On July 1, 2017, Rich signed with Sidigas Avellino of the Italian LBA. He was named the LBA Most Valuable Player of the season, while also being the league's scoring champion. In the 2018 LBA Playoffs, Rich and Avellino were eliminated in the quarter-finals by Trento, losing 1–3.

He has signed with Turkish club Beşiktaş Sompo Japan on October 17, 2018.

On October 24, 2019, he has signed with Gaziantep Basketbol of the Turkish Basketbol Süper Ligi (BSL).

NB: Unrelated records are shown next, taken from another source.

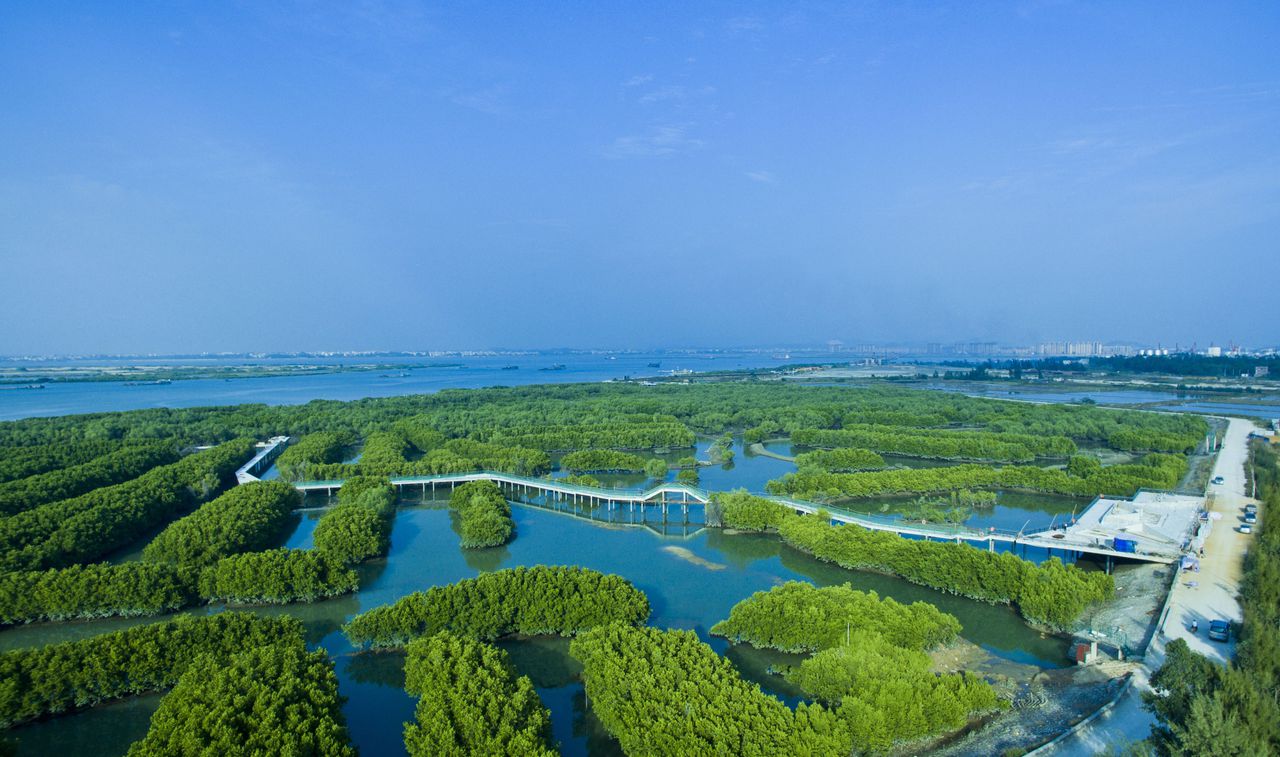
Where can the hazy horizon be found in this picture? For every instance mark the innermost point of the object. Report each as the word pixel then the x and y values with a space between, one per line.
pixel 393 176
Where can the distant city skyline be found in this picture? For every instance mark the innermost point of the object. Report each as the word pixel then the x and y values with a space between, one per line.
pixel 1052 349
pixel 396 174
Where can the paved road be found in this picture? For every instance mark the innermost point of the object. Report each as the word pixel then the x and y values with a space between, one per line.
pixel 1214 596
pixel 1217 582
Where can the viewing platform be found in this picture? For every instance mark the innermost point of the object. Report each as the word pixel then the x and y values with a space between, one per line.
pixel 266 454
pixel 1151 528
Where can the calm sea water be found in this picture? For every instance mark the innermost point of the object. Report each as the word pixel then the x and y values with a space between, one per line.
pixel 425 552
pixel 474 372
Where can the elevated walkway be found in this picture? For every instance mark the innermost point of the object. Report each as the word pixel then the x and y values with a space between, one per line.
pixel 1064 539
pixel 266 454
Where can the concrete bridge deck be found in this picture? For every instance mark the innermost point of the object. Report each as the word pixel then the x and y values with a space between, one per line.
pixel 673 493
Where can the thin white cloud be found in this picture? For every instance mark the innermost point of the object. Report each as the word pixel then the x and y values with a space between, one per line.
pixel 744 24
pixel 661 141
pixel 668 92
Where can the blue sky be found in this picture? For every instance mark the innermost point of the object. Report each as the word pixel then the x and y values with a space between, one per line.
pixel 307 176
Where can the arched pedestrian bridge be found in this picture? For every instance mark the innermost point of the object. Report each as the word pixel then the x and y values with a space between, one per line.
pixel 675 495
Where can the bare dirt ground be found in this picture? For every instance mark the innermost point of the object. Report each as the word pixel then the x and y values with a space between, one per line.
pixel 1043 705
pixel 1211 593
pixel 1129 620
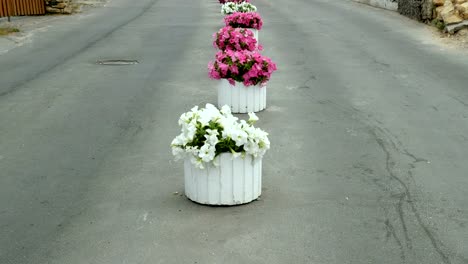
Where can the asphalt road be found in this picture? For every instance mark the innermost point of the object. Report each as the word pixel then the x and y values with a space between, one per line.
pixel 368 119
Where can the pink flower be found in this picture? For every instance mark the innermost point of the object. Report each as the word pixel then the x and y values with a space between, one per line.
pixel 250 68
pixel 244 20
pixel 229 38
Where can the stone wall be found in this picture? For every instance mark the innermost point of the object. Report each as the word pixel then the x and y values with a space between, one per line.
pixel 58 6
pixel 453 13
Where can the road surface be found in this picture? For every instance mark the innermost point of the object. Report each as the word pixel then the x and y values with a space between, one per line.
pixel 368 119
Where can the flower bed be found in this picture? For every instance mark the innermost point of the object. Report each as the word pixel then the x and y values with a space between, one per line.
pixel 244 20
pixel 208 132
pixel 231 7
pixel 229 38
pixel 250 68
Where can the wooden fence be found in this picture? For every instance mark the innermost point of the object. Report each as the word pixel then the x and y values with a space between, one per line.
pixel 21 7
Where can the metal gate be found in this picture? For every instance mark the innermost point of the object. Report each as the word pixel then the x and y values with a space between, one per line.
pixel 21 7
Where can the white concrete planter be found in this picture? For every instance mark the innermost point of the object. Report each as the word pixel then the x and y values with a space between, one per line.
pixel 235 181
pixel 241 98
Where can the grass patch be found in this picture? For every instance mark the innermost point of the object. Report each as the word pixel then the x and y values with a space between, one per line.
pixel 7 30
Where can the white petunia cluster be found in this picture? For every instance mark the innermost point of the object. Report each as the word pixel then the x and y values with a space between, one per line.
pixel 231 7
pixel 208 132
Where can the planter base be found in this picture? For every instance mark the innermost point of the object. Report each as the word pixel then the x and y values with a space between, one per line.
pixel 240 98
pixel 236 181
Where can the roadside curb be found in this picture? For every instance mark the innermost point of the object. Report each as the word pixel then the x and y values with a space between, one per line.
pixel 384 4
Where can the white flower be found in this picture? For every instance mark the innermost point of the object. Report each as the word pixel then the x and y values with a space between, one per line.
pixel 252 148
pixel 235 154
pixel 226 110
pixel 209 113
pixel 239 136
pixel 189 131
pixel 204 129
pixel 212 139
pixel 197 162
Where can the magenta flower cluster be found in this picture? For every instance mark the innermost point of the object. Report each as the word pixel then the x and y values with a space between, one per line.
pixel 234 1
pixel 244 20
pixel 250 68
pixel 229 38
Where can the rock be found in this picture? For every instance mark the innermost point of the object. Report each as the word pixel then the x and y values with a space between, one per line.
pixel 456 27
pixel 449 14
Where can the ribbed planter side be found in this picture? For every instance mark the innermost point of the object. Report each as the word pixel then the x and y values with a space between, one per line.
pixel 235 181
pixel 240 98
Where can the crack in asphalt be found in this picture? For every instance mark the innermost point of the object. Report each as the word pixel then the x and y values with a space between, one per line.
pixel 389 142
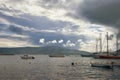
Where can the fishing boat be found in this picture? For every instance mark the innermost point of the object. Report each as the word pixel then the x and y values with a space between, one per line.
pixel 108 66
pixel 108 56
pixel 56 55
pixel 27 57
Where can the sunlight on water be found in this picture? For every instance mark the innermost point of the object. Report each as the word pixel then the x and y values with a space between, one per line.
pixel 46 68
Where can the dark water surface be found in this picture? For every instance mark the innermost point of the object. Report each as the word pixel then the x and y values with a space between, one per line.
pixel 46 68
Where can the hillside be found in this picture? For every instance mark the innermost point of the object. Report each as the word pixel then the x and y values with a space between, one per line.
pixel 40 50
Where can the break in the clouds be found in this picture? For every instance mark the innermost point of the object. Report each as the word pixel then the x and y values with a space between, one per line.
pixel 68 23
pixel 104 12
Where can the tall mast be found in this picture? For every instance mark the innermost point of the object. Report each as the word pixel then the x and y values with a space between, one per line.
pixel 100 43
pixel 96 45
pixel 107 44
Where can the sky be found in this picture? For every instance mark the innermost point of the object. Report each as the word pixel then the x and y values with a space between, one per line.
pixel 74 24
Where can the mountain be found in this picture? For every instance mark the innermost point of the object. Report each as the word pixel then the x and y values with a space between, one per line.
pixel 40 50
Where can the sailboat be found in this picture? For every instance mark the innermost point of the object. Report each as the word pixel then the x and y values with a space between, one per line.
pixel 108 56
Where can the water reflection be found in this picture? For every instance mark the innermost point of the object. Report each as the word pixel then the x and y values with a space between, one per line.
pixel 46 68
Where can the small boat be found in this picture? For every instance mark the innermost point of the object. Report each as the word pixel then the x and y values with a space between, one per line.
pixel 27 57
pixel 109 57
pixel 107 66
pixel 56 55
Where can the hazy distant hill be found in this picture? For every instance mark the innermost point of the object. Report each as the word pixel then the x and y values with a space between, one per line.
pixel 40 50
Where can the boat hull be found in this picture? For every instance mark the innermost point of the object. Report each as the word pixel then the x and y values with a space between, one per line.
pixel 109 57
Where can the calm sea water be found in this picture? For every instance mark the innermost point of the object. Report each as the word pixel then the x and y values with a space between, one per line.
pixel 46 68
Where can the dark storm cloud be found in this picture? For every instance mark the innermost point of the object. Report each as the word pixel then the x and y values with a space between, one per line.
pixel 105 12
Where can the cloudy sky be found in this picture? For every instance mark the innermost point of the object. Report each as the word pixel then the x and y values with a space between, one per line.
pixel 68 23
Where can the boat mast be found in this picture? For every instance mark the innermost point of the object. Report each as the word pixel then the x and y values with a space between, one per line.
pixel 117 44
pixel 96 45
pixel 107 44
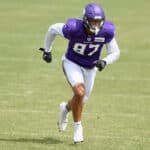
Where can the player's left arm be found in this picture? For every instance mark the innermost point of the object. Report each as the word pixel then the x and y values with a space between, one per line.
pixel 113 52
pixel 55 29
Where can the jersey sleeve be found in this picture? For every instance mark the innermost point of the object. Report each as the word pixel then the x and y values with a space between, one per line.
pixel 110 31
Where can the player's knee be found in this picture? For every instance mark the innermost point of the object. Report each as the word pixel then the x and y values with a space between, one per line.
pixel 79 91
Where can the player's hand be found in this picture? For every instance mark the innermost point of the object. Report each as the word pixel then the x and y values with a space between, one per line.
pixel 47 56
pixel 100 64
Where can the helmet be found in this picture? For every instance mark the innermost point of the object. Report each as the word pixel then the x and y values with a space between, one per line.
pixel 93 12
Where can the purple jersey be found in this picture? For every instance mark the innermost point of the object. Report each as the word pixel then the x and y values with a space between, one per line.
pixel 85 49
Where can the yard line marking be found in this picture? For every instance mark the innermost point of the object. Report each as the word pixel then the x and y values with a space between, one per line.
pixel 66 135
pixel 89 115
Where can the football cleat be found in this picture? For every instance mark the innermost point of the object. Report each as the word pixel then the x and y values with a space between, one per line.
pixel 78 134
pixel 63 118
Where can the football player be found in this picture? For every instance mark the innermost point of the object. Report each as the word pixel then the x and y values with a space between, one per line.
pixel 86 38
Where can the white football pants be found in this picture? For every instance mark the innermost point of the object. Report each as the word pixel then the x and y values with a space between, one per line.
pixel 76 74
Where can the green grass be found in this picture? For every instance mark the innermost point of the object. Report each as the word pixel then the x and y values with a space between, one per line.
pixel 117 114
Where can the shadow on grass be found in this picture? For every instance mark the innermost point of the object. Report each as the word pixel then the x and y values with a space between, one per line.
pixel 47 140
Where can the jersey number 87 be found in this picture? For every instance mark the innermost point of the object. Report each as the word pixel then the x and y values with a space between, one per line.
pixel 80 48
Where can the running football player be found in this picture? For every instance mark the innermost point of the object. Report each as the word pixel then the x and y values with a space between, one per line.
pixel 86 38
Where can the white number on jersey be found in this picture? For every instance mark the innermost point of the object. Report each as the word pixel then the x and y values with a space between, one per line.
pixel 80 48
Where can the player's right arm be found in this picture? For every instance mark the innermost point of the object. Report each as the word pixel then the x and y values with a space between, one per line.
pixel 55 29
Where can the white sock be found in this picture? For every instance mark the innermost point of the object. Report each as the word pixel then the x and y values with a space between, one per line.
pixel 77 123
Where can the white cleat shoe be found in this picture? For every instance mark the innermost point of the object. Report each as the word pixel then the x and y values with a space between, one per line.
pixel 63 118
pixel 78 134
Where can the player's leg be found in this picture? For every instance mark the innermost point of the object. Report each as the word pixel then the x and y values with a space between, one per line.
pixel 74 76
pixel 89 79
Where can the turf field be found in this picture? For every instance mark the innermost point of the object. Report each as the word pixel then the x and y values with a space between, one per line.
pixel 117 116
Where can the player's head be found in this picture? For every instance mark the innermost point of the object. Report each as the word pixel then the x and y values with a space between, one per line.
pixel 93 17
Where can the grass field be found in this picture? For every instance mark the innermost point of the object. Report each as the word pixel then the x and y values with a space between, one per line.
pixel 117 116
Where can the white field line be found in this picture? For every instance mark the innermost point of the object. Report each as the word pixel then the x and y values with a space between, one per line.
pixel 66 135
pixel 89 115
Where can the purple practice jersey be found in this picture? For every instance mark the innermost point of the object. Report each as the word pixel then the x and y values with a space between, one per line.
pixel 85 49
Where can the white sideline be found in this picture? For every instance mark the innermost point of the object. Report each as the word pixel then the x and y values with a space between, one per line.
pixel 66 135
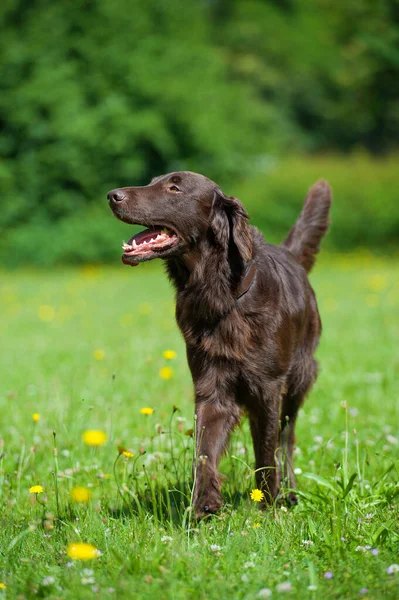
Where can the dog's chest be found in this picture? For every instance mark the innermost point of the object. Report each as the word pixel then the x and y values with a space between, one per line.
pixel 226 336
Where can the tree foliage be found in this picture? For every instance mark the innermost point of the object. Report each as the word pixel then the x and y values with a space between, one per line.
pixel 95 94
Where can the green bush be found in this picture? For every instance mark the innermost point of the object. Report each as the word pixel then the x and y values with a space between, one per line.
pixel 365 212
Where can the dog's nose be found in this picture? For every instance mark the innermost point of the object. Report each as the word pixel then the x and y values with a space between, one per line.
pixel 116 196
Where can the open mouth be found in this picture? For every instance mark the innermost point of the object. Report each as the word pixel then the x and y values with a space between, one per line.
pixel 148 244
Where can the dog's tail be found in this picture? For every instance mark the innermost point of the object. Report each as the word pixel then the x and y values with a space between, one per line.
pixel 304 238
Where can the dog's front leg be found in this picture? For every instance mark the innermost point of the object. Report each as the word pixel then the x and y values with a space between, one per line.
pixel 215 421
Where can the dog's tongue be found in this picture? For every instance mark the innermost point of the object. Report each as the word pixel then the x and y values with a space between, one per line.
pixel 145 236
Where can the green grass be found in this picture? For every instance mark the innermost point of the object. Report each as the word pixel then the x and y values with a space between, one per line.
pixel 347 437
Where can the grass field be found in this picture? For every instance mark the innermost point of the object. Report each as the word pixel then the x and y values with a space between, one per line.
pixel 84 350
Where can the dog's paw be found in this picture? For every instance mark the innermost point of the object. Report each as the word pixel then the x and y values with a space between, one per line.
pixel 208 503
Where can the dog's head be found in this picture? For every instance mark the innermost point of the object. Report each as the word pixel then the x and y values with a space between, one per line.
pixel 180 211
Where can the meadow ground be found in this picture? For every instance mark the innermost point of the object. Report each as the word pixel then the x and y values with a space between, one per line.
pixel 83 350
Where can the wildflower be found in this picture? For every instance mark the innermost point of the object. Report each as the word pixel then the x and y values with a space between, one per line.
pixel 328 575
pixel 46 313
pixel 257 495
pixel 94 437
pixel 80 494
pixel 82 551
pixel 169 354
pixel 392 569
pixel 125 452
pixel 166 373
pixel 284 587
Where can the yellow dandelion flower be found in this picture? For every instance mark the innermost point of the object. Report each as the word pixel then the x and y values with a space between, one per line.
pixel 128 454
pixel 257 495
pixel 81 551
pixel 169 354
pixel 80 494
pixel 166 373
pixel 94 437
pixel 46 313
pixel 99 354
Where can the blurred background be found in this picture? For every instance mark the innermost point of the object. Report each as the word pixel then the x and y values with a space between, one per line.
pixel 264 96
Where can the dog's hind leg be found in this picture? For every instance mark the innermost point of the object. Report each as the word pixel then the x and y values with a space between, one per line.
pixel 299 384
pixel 215 421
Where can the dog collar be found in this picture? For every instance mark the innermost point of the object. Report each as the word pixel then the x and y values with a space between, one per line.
pixel 247 279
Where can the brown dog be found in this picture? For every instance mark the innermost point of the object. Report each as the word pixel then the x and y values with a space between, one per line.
pixel 246 310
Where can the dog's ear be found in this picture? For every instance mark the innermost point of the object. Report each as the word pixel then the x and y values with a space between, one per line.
pixel 229 223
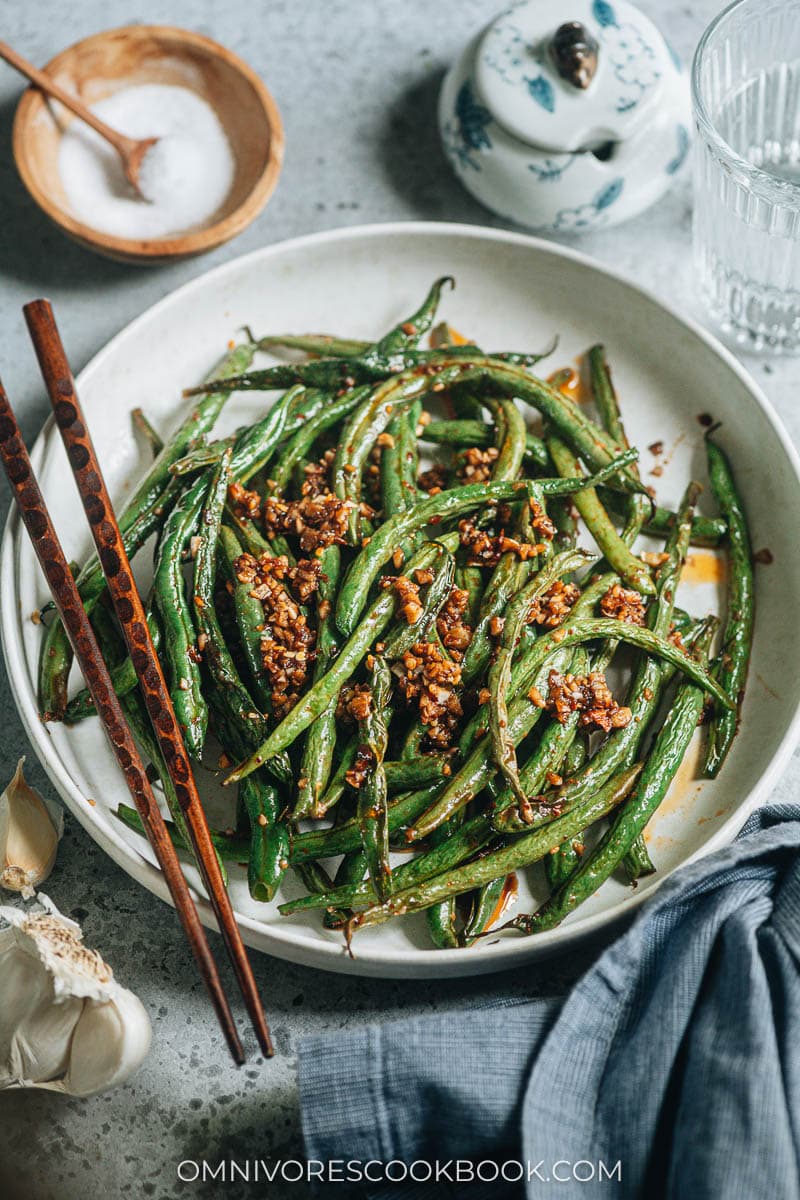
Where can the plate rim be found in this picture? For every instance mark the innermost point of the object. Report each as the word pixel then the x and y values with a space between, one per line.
pixel 272 940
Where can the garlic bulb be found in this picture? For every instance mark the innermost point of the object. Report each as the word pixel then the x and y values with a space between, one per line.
pixel 65 1023
pixel 29 837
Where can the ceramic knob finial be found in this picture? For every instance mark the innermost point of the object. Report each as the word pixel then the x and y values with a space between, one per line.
pixel 575 53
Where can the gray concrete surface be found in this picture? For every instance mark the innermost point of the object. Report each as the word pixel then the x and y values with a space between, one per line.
pixel 356 83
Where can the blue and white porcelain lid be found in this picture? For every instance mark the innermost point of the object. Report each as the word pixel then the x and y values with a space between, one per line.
pixel 518 77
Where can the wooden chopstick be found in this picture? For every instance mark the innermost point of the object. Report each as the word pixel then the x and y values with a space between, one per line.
pixel 53 562
pixel 121 585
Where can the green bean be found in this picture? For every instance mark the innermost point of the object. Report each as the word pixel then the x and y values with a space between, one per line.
pixel 348 874
pixel 139 721
pixel 253 448
pixel 473 835
pixel 476 769
pixel 618 555
pixel 170 603
pixel 397 477
pixel 138 520
pixel 505 581
pixel 322 345
pixel 365 425
pixel 337 785
pixel 455 366
pixel 591 628
pixel 499 679
pixel 564 414
pixel 547 759
pixel 407 635
pixel 657 774
pixel 473 775
pixel 445 507
pixel 151 436
pixel 248 612
pixel 269 846
pixel 340 839
pixel 733 660
pixel 521 852
pixel 465 432
pixel 491 901
pixel 651 677
pixel 122 675
pixel 320 694
pixel 637 862
pixel 510 573
pixel 511 442
pixel 660 522
pixel 373 807
pixel 304 439
pixel 238 705
pixel 408 331
pixel 320 738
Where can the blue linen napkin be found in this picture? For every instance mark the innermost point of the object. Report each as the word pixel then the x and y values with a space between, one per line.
pixel 677 1056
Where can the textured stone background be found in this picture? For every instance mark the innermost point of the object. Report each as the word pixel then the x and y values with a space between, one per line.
pixel 356 83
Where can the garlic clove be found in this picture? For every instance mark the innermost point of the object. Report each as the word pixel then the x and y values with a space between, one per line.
pixel 65 1023
pixel 29 837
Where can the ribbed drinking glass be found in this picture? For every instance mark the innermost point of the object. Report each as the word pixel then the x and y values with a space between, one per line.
pixel 746 99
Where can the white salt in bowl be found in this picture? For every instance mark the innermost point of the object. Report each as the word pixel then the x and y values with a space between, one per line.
pixel 154 54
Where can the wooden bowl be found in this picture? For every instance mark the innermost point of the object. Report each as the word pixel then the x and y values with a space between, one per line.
pixel 138 54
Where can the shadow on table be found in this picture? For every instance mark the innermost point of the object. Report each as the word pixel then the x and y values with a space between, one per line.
pixel 411 155
pixel 31 244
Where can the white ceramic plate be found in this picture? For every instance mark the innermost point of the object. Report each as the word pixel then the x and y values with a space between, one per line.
pixel 512 292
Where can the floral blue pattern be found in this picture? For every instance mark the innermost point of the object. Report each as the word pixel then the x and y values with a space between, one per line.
pixel 541 90
pixel 675 163
pixel 608 195
pixel 468 132
pixel 587 215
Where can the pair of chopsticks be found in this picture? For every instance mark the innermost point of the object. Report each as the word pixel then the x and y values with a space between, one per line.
pixel 127 604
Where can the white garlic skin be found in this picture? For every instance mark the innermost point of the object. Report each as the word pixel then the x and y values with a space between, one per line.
pixel 29 837
pixel 65 1023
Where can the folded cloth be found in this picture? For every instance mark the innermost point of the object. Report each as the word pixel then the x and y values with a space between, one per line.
pixel 677 1056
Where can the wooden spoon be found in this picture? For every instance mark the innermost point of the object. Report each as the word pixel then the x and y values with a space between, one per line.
pixel 131 150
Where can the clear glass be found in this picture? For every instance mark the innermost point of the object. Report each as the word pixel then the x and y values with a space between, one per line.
pixel 746 100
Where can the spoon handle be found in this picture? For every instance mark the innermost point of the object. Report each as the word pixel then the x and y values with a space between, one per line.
pixel 122 144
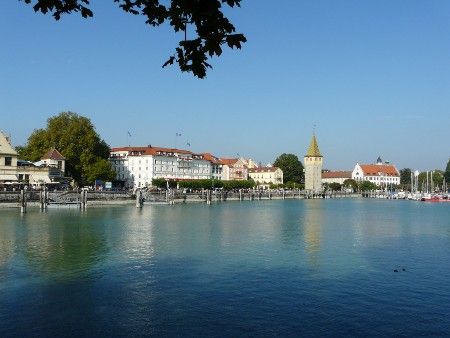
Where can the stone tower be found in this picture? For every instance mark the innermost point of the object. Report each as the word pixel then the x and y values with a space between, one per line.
pixel 313 161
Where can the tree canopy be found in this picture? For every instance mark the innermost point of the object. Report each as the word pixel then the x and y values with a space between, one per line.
pixel 291 166
pixel 74 136
pixel 212 28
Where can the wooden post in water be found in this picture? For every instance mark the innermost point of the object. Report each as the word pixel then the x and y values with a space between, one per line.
pixel 45 197
pixel 172 197
pixel 23 201
pixel 41 200
pixel 208 197
pixel 139 199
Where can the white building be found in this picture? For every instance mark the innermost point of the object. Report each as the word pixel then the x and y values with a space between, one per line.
pixel 8 160
pixel 265 176
pixel 336 177
pixel 138 166
pixel 382 174
pixel 234 169
pixel 313 161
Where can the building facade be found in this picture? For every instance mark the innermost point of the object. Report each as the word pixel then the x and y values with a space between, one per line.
pixel 8 160
pixel 265 176
pixel 136 167
pixel 234 169
pixel 381 174
pixel 313 161
pixel 336 177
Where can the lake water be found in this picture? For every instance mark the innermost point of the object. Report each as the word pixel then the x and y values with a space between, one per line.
pixel 262 268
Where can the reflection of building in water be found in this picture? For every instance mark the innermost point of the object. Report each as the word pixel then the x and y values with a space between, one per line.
pixel 312 230
pixel 6 249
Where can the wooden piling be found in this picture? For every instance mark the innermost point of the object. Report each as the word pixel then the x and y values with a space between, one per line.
pixel 23 201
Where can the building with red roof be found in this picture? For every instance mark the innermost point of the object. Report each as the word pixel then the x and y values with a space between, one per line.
pixel 382 174
pixel 136 167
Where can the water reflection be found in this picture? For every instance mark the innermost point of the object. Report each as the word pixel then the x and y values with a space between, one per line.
pixel 63 250
pixel 312 230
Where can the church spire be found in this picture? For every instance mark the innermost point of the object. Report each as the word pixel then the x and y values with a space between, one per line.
pixel 313 150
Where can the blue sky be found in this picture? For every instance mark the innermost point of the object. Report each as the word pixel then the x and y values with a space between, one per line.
pixel 373 76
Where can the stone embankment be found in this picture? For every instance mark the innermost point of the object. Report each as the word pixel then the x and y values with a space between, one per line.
pixel 83 199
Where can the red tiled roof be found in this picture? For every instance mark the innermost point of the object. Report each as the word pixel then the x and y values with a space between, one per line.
pixel 53 155
pixel 337 174
pixel 375 169
pixel 263 170
pixel 136 151
pixel 210 157
pixel 139 151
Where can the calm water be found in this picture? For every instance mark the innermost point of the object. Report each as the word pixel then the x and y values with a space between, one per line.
pixel 263 268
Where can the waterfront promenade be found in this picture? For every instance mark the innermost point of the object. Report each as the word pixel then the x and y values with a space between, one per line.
pixel 310 267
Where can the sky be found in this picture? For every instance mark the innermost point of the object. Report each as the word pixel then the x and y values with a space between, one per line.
pixel 371 78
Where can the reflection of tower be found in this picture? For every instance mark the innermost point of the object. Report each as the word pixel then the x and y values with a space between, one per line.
pixel 312 231
pixel 313 167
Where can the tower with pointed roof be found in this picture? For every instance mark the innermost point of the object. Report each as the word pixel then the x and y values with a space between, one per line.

On June 29, 2020, he has signed with Pallacanestro Varese of the Italian Lega Basket Serie A, but decided to withdraw right after.

Rich returned to play in the season 2021–22 signing with the newly promoted Napoli Basket.

On October 21, 2022, he has signed with Beşiktaş Emlakjet of the Basketbol Süper Ligi (BSL) for a second stint.